At varying times, we might both attract and need different types of people.  
This is no indication that any of these relationships are better than previous connections or the connections yet to come.  It simply means that both life and people are not static.  We are ever evolving.  Sometimes, what was healthy, inspiring, and necessary for us at one point, now looks different.



Each relationship and person that makes entrance into our life offers an abundance of lessons and insights along with them.  
In watching treacherous, unhappy, or toxic others, we learn both whom we do not want to be, as well as with who we wish to surround ourselves.  In the partaking of unhealthy or mis-matched relationships, we learn what doesn’t work for us, as well as what detracts from and harms both our life and ourselves.
Within our healthiest, most healing, joyous, and positively challenging relationships, this is where we may stretch and grow the most.  Assuming one is aware of and open to such when these connections present themselves in our lives.  Plenty of times, we cross paths with people of this very potential, though we ourselves aren’t ready.  Thus, the opportunity is lost.  However, assuming one is watching closely, brave, and emotionally available, these relationships present some of the most life enriching and character evolving potential.

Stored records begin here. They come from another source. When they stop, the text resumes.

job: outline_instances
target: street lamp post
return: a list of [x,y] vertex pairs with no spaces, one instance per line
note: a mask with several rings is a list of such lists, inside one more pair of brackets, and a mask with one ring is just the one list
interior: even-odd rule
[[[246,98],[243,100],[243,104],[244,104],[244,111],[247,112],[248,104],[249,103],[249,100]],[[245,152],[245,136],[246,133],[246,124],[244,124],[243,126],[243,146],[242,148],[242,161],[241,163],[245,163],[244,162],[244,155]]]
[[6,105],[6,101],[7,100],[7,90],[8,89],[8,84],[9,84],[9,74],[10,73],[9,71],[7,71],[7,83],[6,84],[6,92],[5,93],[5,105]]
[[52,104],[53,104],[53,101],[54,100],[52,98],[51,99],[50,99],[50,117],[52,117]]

Therefore, regardless of the specifics of any given relationship, there are no failed ones.  Really, the only conceivable relational failure is choosing to stay halted within something that, for years and years, makes you miserable, is unhealthy, diminishes your spirit, and is a glaring mismatch.  Remaining within a relationship that has reached its conclusion simply by means of laziness or fear, this is a mistake and a grave waste.  That is a failure of sorts in terms of utilizing ones limited time here on earth to the utmost, as well as living with bravery, imperative, and a sense of growth. 

Still, ultimately no relationship is a failure.  All of the connections that come into our life (as well as those that conclude or even crumble) serve us in multiple ways.  
Some of these will be painful lessons, with regards to whom and what we do not want.  Others will serve as the prompting of healthful changes and shifts to our own character and hearts.  And then a small handful of relationship are truly life altering in poignant, powerful, awesome ways.  
Every relationship though serves a purpose to both who we currently are, as well as whom we have the potential to become.  There are no failed relationships.